Legalization of Drugs Urged

Discussion in 'Marijuana News' started by SiN-Drome, Sep 22, 2003.

  1. Legalize drugs. It sounds radical. Even more so when it comes from a former narcotics cop.
    But Jack Cole, a retired detective lieutenant with the New Jersey State Police, says the nation's 33-year "war on drugs" is a failure and the only way to really save lives, reduce addiction and lessen crime is to make drugs legal.

    "Legalization allows you to regulate and control something," Cole said Saturday.

    Control is needed

    "Right now the people who regulate and control drugs are the murderers and terrorists and people who want to sell drugs on the streets. We have absolutely no control."

    Cole is executive director of Law Enforcement Against Prohibition, an international group of officers, judges and lawyers who support alternative policies of drug regulation and control. He arrived in the Valley on Saturday to speak to the Military Officers Association of America in Scottsdale and will speak to community groups all week.

    "We have to legalize drugs so we can control them and regulate them and keep them out of the hands of our children," Cole said. "We're not doing that now."

    Cole likens his ideas to alcohol prohibition and says when that ended in 1933, officials gained control of the quality of alcohol and placed restrictions on buyers and sellers.

    "Drugs may be every bit as bad as most of the people say they are," Cole said. "But there's never been a drug known to human beings that becomes better because it was prohibited."

    Nine states have legalized medical marijuana. In 2002, Arizona voters rejected a proposition that would have decriminalized possession of 2 ounces of pot or less and required the state to distribute free pot for medical reasons. Prohibiting drugs creates an underground market, complete with a network of sellers who will kill to protect their profits, Cole said.

    Meanwhile, the number of people arrested for non-violent drug crimes rose to nearly 1.6 million in 2000, Cole said. Every year, $400 billion is spent on the international trade in illicit drugs. And the nation's prisons are jammed full with 2.2 million people.

    Cole advocates the federal government producing drugs, controlling quality and potency, distributing free "maintenance doses" and restricting sales to adults. Money saved from the drug war could go to rehabilitation and education.

    Works in other nations

    Similar approaches in Switzerland and the Netherlands cut crime, reduced homelessness and decreased the rates of AIDS and hepatitis. Cole said 22 percent of heroin addicts given free drugs stopped using them.

    "I was pretty impressed," retired Army Col. Chuck Schluter of Cave Creek said of Cole's presentation. "I cannot help but think that alcohol prohibition was incorrect. There certainly is a correlation."

    Still others listening said Cole was an idealist and were leery about jumping on his bandwagon.

    "It makes you think," said Bette Green of Cave Creek. "What they've been doing hasn't worked. But I don't know what the answer is."
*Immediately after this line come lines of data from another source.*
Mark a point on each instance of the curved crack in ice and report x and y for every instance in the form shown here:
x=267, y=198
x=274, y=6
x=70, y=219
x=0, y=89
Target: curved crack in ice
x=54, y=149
    Note: Ex-police officer says 33-year-old 'war' is a failure.
  2. The part that struck me is this:

    "Right now the people who regulate and control drugs are the murderers and terrorists and people who want to sell drugs on the streets. We have absolutely no control."
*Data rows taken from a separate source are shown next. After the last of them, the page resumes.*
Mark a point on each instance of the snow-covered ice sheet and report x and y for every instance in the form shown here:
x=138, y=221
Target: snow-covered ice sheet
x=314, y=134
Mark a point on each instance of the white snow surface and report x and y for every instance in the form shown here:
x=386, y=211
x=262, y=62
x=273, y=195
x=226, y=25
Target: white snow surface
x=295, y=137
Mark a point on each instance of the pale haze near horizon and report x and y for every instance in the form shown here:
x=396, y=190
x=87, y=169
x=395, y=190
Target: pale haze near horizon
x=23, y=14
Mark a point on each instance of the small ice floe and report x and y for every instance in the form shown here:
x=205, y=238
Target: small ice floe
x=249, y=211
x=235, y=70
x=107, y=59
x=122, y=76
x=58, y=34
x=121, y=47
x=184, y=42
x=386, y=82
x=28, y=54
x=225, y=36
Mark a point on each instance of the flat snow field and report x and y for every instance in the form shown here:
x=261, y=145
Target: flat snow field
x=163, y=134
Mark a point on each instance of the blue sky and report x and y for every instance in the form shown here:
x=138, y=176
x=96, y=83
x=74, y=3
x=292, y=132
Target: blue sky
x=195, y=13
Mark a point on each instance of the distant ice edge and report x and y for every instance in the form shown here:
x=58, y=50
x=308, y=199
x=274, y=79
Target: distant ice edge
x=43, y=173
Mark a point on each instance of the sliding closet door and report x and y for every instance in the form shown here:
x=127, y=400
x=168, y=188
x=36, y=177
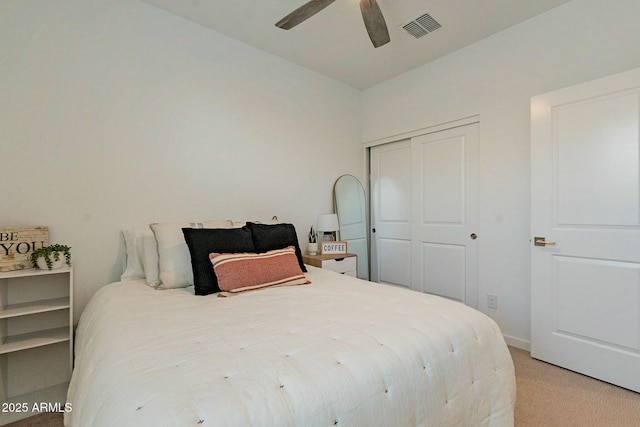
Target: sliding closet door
x=444, y=211
x=424, y=213
x=391, y=213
    It's so true. Good article!!!
  3. Okay, first off complete legalization wouldn't be as great as your mind makes it out to be. Even if it was only cannabis that was legalized this would cause an uproar with other drug users. Ecstasy users would want their drug legalized, and maybe LSD users would jump on the bandwagon as well. In this sense, it would in fact be a gateway drug. It would literally open up the flood gates for drugs to be available to the public at large, and that is where I believe the problem lies.

    People, to put in frankly, are stupid. Individuals can be smart, but put them in large numbers and they can floor you with their negative integer IQ's. The first thing that anyone should do before taking a drug is research. Find out what exactly you are putting into your body, and what effects this can have in the long run. There may be some people who say that if cannabis is legalized, there will be more educational materials on it. Well let's look at alcohol; it is a legalized drug, readily available to the public, and extremely dangerous. Certain individuals can use alcohol in safe situations for harmless purposes, but there will always be those incompetent morons who don't know how to act responsibly. Education doesn't always work.

    So tie those two thoughts together and voila, you'll see that things are better off the way they are now. It may have sounded like a good idea to start, but some simple reasoning sends in straight down the shitter.